The researchers therefore suggested that the degree of genetic instability might be a more important marker of how deadly a cancer was likely to be than whether it had spread to other sites in the body.
Study co-leader Dr Nicola Valeri, Leader of the Gastrointestinal Cancer Biology and Genomics Team at the ICR and a Consultant Medical Oncologist at The Royal Marsden, said: “One of the questions patients often ask is how long a cancer has been present before causing symptoms or spreading to other organs.
“Our study for the first time is able to answer those questions for an individual patient by effectively ‘carbon dating’ the cancer at different stages in its development.

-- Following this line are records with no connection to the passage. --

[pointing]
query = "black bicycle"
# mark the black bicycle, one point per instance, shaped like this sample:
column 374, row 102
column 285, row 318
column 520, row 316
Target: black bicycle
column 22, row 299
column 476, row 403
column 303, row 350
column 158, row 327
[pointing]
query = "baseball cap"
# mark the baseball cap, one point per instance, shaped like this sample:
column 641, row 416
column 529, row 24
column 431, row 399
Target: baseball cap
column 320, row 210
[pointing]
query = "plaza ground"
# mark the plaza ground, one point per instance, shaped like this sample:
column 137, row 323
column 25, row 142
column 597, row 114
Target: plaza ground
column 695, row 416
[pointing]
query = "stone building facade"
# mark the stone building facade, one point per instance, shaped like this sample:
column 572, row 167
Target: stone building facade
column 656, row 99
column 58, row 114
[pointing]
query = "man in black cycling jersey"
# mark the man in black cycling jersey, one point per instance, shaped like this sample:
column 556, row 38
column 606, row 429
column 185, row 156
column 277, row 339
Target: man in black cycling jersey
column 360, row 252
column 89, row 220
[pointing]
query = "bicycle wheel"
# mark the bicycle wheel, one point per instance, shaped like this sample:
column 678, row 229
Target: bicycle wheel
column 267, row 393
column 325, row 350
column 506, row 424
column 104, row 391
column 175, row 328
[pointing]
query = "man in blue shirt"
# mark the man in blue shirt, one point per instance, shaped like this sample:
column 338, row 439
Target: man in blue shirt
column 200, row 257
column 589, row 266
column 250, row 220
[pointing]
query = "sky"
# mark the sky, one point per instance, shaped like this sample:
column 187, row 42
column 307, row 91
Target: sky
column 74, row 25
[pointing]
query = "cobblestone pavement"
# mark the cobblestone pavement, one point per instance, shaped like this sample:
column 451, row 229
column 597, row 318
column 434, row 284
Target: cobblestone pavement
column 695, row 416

“We found that in this case the patient’s disease advanced much faster than we had expected – within a year of the original tumour forming. If we could provide this kind of information more routinely for patients, it would be extremely valuable in guiding decisions on treatment and follow-up.”
Study co-leader Dr Andrea Sottoriva, Chris Rokos Fellow in Evolution and Cancer, and Team Leader in Evolutionary Genomics and Modelling at the ICR, said: “The mathematical techniques we borrowed for our study were originally developed to measure the time when new species of plants and animals arose during evolution. Our research was able not only to track the genetic evolution of the cancer, but also to put precise timings on each stage in a cancer’s progression.
“Tracking, or even better predicting, a cancer’s behaviour will be key to planning new treatment strategies that target tumours with drugs at exactly the right time for maximum effect.”